Keeping a trim midsection does more than make you look good --it can help you live longer. Larger waistlines are linked to a greater risk of heart disease, diabetes and even cancer. Losing weight, especially belly fat, also enhances blood vessel functioning and also improves sleep quality.
A middle aged man eating a watermelon slice in the center of a field.
It's impossible to target belly fat especially when you diet. But losing weight overall will help shrink your waist; more importantly, it is going to help reduce the dangerous layer of visceral fat, a sort of fat inside the abdominal cavity that you can't see but that heightens health risks, says Kerry Stewart, Ed.D., director of Clinical and Research Physiology at Johns Hopkins.
Here's how to whittle down where it matters most.
Try controlling carbs instead of fats.
When Johns Hopkins researchers compared the effects in the heart of losing weight through a low-carbohydrate diet versus a low-fat diet for six months--each containing the same amount of calories--people on a low-carb diet lost an average of 10 pounds more than those on a low-fat diet--28.9 lbs versus 18.7 pounds. An excess benefit of this low-carb diet is that it produced a high quality of weight reduction, Stewart says. With weight loss, fat is reduced, but there is also often a loss of lean tissue (muscle), which isn't desirable. On both diets, there was a reduction of about 2 to 3 pounds of great lean tissue together with the fat, which means that the fat loss percentage was much greater on the low-carb diet.
Think eating plan, not diet.
Ultimately, you need to pick a healthful eating plan you can stick to, Stewart says. The benefit of a low-carb strategy is that it simply involves learning better food choices--no calorie-counting is essential. In general, a low-carb means of eating shifts your intake away from problem foods--those high in carbs and sugar and without a lot of fiber, such as bread, bagels and sodas--and toward high-fiber or low-fat choices, like vegetables, beans and healthful meats. "One of the biggest benefits of exercise is that you get a lot of bang for your buck on body composition," Stewart says.
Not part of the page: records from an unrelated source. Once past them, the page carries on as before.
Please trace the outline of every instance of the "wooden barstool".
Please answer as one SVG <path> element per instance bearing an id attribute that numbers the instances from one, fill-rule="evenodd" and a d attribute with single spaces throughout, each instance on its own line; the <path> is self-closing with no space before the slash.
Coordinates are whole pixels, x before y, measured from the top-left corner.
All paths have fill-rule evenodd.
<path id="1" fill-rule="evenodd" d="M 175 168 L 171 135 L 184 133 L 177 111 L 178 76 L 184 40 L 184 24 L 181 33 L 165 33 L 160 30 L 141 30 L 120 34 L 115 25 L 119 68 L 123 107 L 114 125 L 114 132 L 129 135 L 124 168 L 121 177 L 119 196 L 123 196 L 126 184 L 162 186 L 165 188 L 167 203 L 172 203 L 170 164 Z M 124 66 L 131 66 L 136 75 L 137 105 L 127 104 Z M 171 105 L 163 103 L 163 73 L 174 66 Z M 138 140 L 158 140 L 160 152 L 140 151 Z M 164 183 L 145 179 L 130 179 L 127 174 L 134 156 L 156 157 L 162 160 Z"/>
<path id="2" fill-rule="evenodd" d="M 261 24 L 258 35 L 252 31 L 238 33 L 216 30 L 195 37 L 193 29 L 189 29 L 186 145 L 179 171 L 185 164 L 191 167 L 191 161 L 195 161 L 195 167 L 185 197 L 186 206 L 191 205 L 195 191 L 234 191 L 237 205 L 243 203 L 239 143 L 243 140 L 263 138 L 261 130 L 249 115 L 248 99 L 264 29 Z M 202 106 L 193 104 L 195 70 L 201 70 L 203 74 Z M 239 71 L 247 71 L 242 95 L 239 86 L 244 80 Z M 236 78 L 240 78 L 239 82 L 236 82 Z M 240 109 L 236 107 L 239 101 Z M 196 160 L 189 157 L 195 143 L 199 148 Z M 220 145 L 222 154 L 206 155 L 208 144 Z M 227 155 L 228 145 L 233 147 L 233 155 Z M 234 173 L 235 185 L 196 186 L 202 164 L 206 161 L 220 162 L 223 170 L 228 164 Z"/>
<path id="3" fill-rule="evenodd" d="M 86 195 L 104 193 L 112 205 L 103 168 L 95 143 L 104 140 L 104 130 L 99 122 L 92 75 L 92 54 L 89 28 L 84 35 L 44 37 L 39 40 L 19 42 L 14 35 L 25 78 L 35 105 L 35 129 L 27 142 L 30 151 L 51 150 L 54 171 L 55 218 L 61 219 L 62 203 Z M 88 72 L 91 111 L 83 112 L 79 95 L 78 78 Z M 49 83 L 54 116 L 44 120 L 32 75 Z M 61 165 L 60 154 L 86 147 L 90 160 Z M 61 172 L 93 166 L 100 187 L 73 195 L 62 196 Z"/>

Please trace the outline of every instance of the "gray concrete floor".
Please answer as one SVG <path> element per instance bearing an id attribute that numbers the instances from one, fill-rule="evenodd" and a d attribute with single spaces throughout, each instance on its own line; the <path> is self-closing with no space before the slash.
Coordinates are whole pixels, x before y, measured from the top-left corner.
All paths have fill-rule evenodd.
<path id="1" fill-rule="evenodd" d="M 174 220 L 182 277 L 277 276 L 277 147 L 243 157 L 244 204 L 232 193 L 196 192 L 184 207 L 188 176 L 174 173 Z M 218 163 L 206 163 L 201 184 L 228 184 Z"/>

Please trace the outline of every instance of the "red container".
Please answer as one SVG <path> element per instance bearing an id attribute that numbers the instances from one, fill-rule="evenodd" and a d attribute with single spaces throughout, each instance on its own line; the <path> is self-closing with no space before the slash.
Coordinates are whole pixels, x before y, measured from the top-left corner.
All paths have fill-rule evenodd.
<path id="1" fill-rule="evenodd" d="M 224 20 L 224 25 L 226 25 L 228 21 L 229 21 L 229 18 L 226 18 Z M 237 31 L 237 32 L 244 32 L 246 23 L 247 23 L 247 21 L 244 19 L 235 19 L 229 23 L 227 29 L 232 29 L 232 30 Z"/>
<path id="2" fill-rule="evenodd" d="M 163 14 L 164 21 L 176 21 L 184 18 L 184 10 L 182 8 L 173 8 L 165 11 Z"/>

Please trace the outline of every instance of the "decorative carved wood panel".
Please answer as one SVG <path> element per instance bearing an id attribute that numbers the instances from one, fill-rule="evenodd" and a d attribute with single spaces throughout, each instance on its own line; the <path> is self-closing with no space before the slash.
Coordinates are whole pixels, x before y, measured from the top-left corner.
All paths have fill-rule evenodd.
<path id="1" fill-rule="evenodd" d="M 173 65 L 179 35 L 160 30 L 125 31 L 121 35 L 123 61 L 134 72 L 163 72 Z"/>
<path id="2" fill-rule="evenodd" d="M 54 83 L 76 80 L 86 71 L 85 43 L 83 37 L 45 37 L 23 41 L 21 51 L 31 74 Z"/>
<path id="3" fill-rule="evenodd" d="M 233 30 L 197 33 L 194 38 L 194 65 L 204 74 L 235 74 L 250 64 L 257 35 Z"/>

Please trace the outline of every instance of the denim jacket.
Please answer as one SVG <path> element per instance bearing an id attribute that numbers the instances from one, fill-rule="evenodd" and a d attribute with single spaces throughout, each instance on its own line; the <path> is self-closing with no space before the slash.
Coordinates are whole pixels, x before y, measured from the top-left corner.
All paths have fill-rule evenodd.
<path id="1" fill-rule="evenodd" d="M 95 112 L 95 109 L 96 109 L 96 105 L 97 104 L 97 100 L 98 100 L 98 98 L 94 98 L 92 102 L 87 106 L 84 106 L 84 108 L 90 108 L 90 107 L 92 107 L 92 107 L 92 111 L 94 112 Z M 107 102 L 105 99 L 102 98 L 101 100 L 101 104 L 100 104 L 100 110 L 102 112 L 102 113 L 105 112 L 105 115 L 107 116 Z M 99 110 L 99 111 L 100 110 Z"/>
Exercise appears to burn belly fat particularly since it reduces circulating levels of insulin --which might otherwise signal the body to hang on to fat--and causes the liver to consume fatty acids, particularly those nearby visceral fat deposits, '' he says.
The amount of exercise you need for weight loss depends on your targets. For many people, this can mean 30 to 60 minutes of moderate to vigorous exercise nearly every day.
Lift weights.
Adding even moderate strength training to aerobic exercise helps build lean muscle mass, which makes you burn more calories during the entire day, both at rest and during exercise.
Compare and contrast brands. Some yogurts, by way of instance, boast that they're low in fat, but they're high in carbs and added sugars than others, Stewart says. Foods such as gravy, mayonnaise, sauces and salad dressings often contain high levels of fat and plenty of calories.
Move away from processed foods.
The ingredients in packaged goods and snack foods are often heavy on trans fats, added sugar and added salt or sodium--three things that make it tough to lose weight.
Concentrate on the way your clothes fit more than reading a scale.
As you add muscle mass and lose fat, the reading on your bathroom scale may not change much, but your trousers will be looser. That's a much better mark of progress. Measured around, your waist should be less than 35 inches if you are a girl or less than 40 inches if you're a guy to decrease heart and diabetes risks.
Hang out with health-focused friends.
Research demonstrates that you are more apt to eat better and exercise more if your family and friends are doing the same.
Definitions
Insulin (in-suh-lin): A hormone produced by the cells in your pancreas. Insulin helps your body store the glucose (sugar) from your own meals. In case you have diabetes and your pancreas is unable to make enough of this hormone, you may be prescribed medications to help your liver make more or make your muscles more sensitive to the available insulin. If these medicines aren't enough, you may be prescribed insulin shots.
Blood vessels (veh-suls): The system of elastic tubes--arteries, capillaries and veins--which carries blood throughout the body. Oxygen and nutrients are delivered by arteries to tiny, thin-walled capillaries that feed them and pick up waste material, such as carbon dioxide.
Arteries (are-te-rease): The blood vessels that carry oxygen-rich blood away from your heart for delivery to each part of the body. Arteries seem like thin tubes or hoses. The walls are made from a tough outer layer, a middle layer of muscle and a smooth inner wall that helps blood flow easily. The muscle layer expands and contracts to help blood move.